The question therefore arises whether a resigning employee can dictate to the employer a last day of work beyond the date she gives notice of her resignation. Stated somewhat differently, if the employer refuses to allow the employee to work through the last day proposed by the employee, does the resignation turn into an involuntary termination? While there is very little guidance in Tennessee on this precise question, authorities from other jurisdictions generally support the proposition that it is the employer’s prerogative to determine the last day of employment following a resignation. Consequently, an employee has no right to continue working once she resigns absent a contrary provision in an employment contract or collective bargaining agreement (which would not be the case for the vast majority of employees). Thus, an employee cannot announce she is quitting and then mandate a later date on which her resignation becomes effective. An excellent discussion of this point by the Supreme Court of Vermont can be found at MacDonald v. Dept. of Employment Security, 836 A.2d 1117 (Vt. 1978).

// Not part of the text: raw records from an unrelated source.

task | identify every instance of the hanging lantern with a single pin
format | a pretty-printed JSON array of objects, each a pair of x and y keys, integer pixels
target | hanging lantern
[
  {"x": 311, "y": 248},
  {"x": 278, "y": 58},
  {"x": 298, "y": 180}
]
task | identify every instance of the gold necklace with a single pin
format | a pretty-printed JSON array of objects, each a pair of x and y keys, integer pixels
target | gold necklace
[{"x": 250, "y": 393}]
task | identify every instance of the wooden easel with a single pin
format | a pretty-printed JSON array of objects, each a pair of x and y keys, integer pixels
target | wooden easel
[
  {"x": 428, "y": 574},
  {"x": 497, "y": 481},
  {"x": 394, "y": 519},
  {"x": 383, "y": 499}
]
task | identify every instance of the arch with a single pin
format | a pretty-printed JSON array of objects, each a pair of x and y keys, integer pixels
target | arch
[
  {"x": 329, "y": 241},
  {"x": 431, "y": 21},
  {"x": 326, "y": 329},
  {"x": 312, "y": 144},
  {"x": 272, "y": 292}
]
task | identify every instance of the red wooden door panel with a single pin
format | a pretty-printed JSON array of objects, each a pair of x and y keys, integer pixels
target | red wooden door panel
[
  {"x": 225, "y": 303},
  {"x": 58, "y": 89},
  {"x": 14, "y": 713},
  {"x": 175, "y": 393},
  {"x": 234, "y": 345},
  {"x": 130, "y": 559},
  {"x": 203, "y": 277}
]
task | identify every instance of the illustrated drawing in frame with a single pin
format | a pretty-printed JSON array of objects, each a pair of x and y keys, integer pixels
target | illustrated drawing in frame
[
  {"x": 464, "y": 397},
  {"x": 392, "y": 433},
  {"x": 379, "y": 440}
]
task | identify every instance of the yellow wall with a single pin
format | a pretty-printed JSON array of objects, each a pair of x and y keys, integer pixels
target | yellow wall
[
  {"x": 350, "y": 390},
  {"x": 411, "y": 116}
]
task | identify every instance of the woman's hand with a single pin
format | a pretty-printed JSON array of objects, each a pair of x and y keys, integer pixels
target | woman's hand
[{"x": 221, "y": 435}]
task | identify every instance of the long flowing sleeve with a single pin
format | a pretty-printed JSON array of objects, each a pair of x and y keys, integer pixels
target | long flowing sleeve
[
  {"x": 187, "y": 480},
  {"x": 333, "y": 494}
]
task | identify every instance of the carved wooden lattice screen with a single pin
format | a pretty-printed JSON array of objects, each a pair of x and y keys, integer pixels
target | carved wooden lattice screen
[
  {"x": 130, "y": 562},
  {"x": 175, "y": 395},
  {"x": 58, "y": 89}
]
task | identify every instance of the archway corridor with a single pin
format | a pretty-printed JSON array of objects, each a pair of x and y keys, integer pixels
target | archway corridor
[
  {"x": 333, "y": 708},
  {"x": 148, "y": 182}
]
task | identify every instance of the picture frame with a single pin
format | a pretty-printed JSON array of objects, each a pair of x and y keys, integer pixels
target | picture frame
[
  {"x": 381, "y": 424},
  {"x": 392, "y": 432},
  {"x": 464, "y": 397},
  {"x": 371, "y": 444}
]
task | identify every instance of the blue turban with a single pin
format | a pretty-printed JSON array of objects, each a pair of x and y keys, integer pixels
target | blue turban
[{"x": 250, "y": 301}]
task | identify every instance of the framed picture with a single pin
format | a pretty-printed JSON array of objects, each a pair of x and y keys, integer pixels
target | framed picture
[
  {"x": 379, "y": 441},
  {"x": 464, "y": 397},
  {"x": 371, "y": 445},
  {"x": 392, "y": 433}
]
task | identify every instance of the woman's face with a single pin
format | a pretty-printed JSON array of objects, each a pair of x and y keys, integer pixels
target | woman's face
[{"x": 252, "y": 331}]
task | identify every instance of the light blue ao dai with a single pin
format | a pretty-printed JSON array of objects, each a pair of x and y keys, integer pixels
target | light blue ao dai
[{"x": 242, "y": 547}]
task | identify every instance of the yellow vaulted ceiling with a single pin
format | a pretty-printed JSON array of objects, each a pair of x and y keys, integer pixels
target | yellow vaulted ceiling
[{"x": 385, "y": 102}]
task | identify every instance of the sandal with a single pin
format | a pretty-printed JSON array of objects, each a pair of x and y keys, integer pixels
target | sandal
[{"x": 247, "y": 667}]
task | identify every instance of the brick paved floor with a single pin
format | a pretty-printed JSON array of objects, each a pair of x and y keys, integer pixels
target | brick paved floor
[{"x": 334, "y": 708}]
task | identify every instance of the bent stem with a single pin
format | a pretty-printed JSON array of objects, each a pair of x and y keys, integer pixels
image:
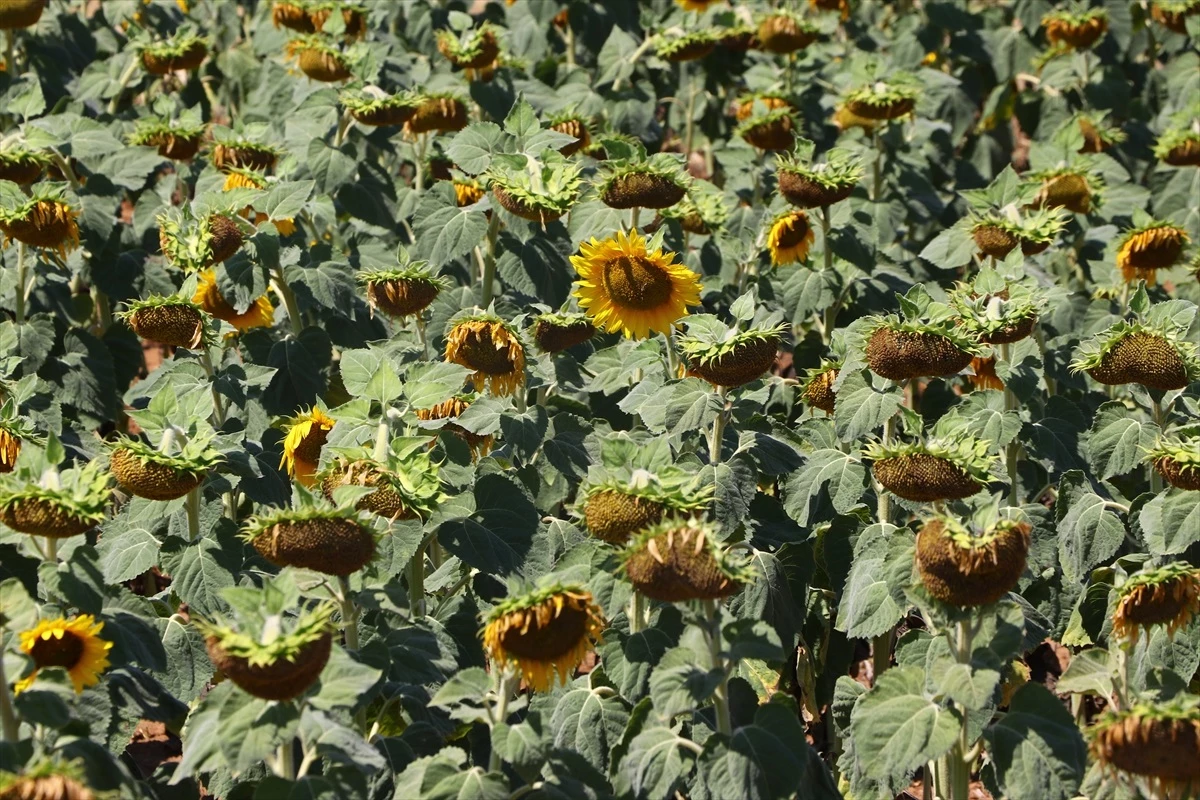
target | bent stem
[
  {"x": 721, "y": 696},
  {"x": 349, "y": 613}
]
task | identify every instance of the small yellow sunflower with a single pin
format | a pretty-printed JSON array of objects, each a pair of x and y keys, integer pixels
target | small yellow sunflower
[
  {"x": 545, "y": 632},
  {"x": 487, "y": 346},
  {"x": 306, "y": 433},
  {"x": 10, "y": 447},
  {"x": 625, "y": 288},
  {"x": 72, "y": 644},
  {"x": 209, "y": 298},
  {"x": 790, "y": 238}
]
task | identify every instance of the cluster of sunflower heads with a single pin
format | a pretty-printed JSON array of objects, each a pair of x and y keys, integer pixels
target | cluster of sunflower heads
[
  {"x": 935, "y": 470},
  {"x": 969, "y": 567},
  {"x": 545, "y": 632},
  {"x": 271, "y": 647}
]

Does this general rule mean an employer can agree to allow a resigning employee to “work out a notice,” but conclude the arrangement early, without legal consequence? For example, can the employer agree that the employee may work 2 weeks following notice of resignation, but after 3 days announce her services are no longer needed and that her resignation is deemed effective on that day? The answer is not particularly uniform across all states. Once again, Tennessee has very little guidance on this question. Ultimately, resolution of this issue will depend in large measure on the particular facts of each case. There are, however, clear risks. Once again, a decision from the Vermont Supreme Court provides some guidance. In Kelley v. Dept. of Labor, 101 A.3d 895 (Vt. 2014), an employee announced her resignation on August 29, but stated that her last day of work would be September 19. Rather than treating her resignation as effective immediately, her employer agreed to allow her to continue working for the 3 week period she proposed. Four days later, however, the employer received a complaint regarding the employee and decided to treat the resignation as effective that day. The employee considered this an involuntary termination since the parties agreed to the 21 day “notice” period and the employer reneged. The Vermont Supreme Court sided with the employee, finding that the employee “did not leave her employment voluntarily even though she had tendered her resignation because the employer discharged her during her period of notice.” The Vermont court did point out that its prior decision in MacDonald was still good law and that the employer was not required to allow the employee to work out her proposed notice period. Once the employer did that, however, terminating her early due to unsatisfactory work performance was an involuntary termination for which the employee was entitled to some extent of unemployment compensation benefits.

In order to avoid situations such as the one addressed in Kelley, I suggest that employers specifically address employees working beyond the date they provide notice of their resignation either within their employee handbook/policy manual, or ideally via a stand-alone agreement between the employer and employee.  Either should provide that the resigning employee will not be allowed to work beyond the notice date unless the employee agrees that (1) the employer in its sole discretion determines the length of time needed for the employee’s concluding services; and (2) concluding the employment relationship prior to the expiration of the notice period does not constitute an involuntary termination.

While addressing employee resignations and proposed notice periods is not “standard fare” in the employment law arena, failing to appropriate a plan for such instances in advance can have significant legal consequences. These include turning a resignation into an involuntary termination for purposes of unemployment compensation. In addition, turning a resigning employee into a fired one may enable the employee to subsequently assert claims for certain forms of retaliation that she may not have been able to assert in the event of a clear voluntary resignation.